SINGAPORE - The sky's the limit when it comes to the Crossover Project. And only the best will do when it comes to pushing singer Ho Yeow Sun, the face of the project, to success in the US.
Started in 2002, the Crossover Project was City Harvest Church's (CHC) bid to position Ms Ho as a successful pop singer, so she could preach to those who do not usually associate themselves with the church and Christianity.
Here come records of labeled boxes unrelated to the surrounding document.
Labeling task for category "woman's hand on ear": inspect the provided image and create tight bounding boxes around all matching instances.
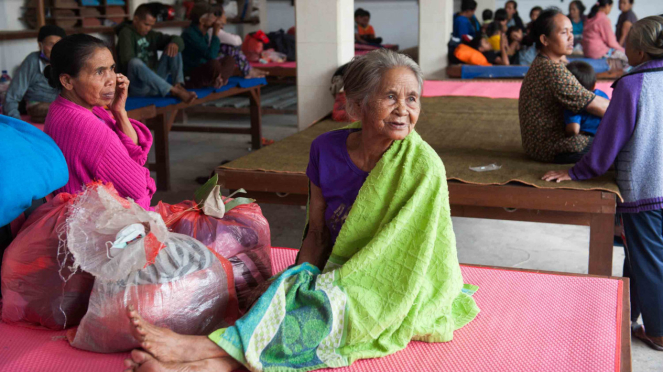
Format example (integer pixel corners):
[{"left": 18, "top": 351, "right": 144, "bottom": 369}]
[{"left": 110, "top": 74, "right": 129, "bottom": 113}]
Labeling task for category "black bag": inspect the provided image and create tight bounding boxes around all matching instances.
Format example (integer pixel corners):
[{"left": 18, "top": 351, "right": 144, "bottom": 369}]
[{"left": 265, "top": 29, "right": 297, "bottom": 61}]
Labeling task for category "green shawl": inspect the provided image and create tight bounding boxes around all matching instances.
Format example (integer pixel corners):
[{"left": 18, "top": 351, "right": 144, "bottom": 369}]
[{"left": 210, "top": 123, "right": 479, "bottom": 371}]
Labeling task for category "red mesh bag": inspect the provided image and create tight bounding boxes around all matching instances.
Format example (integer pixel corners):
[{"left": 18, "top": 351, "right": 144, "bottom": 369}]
[
  {"left": 2, "top": 193, "right": 94, "bottom": 330},
  {"left": 242, "top": 34, "right": 264, "bottom": 62},
  {"left": 67, "top": 183, "right": 238, "bottom": 353},
  {"left": 156, "top": 198, "right": 272, "bottom": 309}
]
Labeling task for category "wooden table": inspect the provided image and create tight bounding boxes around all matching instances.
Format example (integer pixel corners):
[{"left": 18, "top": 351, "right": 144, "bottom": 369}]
[
  {"left": 128, "top": 85, "right": 262, "bottom": 191},
  {"left": 217, "top": 167, "right": 616, "bottom": 276}
]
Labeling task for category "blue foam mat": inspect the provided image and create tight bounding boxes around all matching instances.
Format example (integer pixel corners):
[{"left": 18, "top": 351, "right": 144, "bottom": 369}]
[
  {"left": 569, "top": 58, "right": 610, "bottom": 74},
  {"left": 124, "top": 76, "right": 267, "bottom": 111},
  {"left": 460, "top": 58, "right": 610, "bottom": 79},
  {"left": 460, "top": 65, "right": 529, "bottom": 79}
]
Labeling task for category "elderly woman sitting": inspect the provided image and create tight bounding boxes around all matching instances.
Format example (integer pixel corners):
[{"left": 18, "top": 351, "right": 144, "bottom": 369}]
[
  {"left": 44, "top": 34, "right": 156, "bottom": 208},
  {"left": 126, "top": 49, "right": 479, "bottom": 371},
  {"left": 518, "top": 8, "right": 609, "bottom": 164}
]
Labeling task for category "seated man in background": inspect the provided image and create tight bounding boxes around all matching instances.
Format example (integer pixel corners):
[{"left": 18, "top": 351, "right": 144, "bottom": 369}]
[
  {"left": 182, "top": 2, "right": 235, "bottom": 89},
  {"left": 564, "top": 61, "right": 608, "bottom": 137},
  {"left": 452, "top": 0, "right": 482, "bottom": 43},
  {"left": 116, "top": 4, "right": 197, "bottom": 102},
  {"left": 3, "top": 25, "right": 67, "bottom": 123},
  {"left": 355, "top": 8, "right": 382, "bottom": 44}
]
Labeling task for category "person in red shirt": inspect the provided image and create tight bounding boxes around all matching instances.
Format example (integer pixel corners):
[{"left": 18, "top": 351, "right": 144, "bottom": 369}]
[{"left": 355, "top": 8, "right": 382, "bottom": 45}]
But it doesn't stop there.
The US was just a stepping stone to the ultimate goal: China.
In court on Wednesday, it emerged that church founder Kong Hee had big plans for his wife's US debut.
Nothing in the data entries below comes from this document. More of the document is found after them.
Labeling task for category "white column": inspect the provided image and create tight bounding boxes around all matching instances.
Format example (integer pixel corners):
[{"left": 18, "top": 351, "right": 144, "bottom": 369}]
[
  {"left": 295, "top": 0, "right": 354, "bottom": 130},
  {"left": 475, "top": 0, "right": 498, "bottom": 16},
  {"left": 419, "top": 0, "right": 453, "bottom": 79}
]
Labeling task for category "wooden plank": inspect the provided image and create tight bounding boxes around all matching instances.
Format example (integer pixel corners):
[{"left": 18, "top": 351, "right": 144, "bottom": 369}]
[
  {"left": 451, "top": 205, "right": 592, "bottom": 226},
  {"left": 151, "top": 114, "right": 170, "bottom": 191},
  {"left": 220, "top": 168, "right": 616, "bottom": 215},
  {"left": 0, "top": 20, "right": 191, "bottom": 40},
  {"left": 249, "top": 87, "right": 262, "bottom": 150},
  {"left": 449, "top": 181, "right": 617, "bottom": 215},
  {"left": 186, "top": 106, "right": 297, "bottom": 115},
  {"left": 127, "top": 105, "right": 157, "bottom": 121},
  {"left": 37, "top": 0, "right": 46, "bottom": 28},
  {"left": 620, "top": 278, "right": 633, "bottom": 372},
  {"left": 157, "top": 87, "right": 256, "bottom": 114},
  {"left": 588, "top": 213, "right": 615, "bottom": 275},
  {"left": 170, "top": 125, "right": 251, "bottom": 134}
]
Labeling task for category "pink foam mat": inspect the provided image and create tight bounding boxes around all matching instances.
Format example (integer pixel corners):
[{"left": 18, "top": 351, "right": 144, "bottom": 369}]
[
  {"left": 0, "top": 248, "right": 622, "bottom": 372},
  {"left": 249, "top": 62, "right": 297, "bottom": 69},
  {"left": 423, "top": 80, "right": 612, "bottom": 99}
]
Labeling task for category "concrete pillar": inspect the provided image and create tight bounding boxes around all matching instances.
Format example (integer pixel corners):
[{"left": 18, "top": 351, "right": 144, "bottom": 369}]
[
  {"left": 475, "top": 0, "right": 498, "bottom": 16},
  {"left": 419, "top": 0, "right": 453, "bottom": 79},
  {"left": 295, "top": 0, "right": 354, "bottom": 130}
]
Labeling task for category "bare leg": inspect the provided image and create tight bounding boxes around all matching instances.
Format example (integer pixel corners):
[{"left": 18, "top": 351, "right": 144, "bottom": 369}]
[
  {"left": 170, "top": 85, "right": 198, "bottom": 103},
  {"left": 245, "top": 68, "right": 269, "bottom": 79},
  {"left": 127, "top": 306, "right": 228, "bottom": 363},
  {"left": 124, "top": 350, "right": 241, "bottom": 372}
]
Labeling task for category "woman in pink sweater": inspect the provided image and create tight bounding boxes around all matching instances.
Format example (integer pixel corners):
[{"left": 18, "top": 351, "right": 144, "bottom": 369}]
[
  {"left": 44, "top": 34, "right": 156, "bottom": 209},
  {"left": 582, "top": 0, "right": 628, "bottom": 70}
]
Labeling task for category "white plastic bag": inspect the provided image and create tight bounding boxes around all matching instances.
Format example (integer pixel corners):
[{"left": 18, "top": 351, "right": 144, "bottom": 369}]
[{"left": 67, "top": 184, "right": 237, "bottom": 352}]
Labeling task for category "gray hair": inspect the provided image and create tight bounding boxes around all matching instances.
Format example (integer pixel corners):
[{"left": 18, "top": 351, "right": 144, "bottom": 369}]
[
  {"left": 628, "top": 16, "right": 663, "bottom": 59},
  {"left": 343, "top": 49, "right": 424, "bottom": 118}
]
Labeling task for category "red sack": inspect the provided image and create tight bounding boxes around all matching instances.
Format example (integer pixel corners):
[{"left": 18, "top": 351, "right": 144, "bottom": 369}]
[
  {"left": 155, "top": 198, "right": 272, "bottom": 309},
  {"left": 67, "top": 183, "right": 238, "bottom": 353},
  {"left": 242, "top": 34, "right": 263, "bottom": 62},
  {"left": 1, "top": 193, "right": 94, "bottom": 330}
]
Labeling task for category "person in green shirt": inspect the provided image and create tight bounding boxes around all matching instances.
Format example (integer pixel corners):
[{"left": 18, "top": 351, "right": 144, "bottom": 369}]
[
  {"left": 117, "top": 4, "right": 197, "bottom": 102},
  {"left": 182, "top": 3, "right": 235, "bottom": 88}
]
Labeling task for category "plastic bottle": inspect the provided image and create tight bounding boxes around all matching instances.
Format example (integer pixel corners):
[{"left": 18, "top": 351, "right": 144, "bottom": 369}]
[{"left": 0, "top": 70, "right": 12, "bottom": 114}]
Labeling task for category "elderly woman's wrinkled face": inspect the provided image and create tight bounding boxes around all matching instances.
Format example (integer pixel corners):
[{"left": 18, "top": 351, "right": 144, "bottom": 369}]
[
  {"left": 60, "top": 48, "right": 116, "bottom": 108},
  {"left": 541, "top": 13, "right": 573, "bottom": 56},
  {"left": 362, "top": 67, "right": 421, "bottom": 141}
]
DPP Tan Kiat Pheng brought up a February 2005 e-mail, in which Kong had instructed Ms Ho's US-based music producer and manager Justin Herz to "plan as if 'the sky is the limit'". They would then work out how to get funds for the project.
Discussing whether to do a "top class album and marketing/promotion" at $1.5 million or a $400,000 budget, Kong wrote: "If we have a solid breakthrough plan, and product, I'm sure all the rest will work out by itself. But let's shoot for top-of-the-line type of planning in everything that we do for Sun."
Mr Herz had replied that they will continue to shoot for the stars and "make sure that Sun works only with the best in the business".
DPP Tan had quizzed Indonesian tycoon Wahju Hanafi, 53, about this e-mail that he was not included in - after the latter agreed with the defence on Monday that the Crossover Project was not a bottomless pit.
Kong and five others are accused of misusing more than $50 million of church money to finance Ms Ho's singing career and cover up the amount.
Kong's lawyer Edwin Tong, who had sought to show that the church founder had been careful with the budget for Ms Ho, objected - saying the e-mail exchange should not be introduced in court because Mr Wahju was not among the addressees.
The judge allowed the move.
Still, grand plans for the project were evident in other e-mails. There was talk of roping in entertainment A-listers like R&B legend Missy Elliott to endorse Ms Ho's album and a tour with Rihanna.
Church leaders had also circulated projections of Ms Ho's album sales in 2007 over e-mail.
The estimates ranged from 200,000 copies to three million units in the space of two months - a projection that Mr Wahju said he remembered discussing with fellow Xtron Productions director Choong Kar Weng. Xtron used to manage Ms Ho, and Mr Wahju was an Xtron director from 2003 till 2008.
The 200,000 projection was made in the early days before famed music producer Wyclef Jean came on board, Mr Wahju said.
"If they were (to) propose to me that the sales is only 200,000, I wouldn't be putting $12, $13 million to sell 200,000 albums."
But he admitted Mr Herz had not told him about the projections personally and the three million sales figure was "what was in my mind".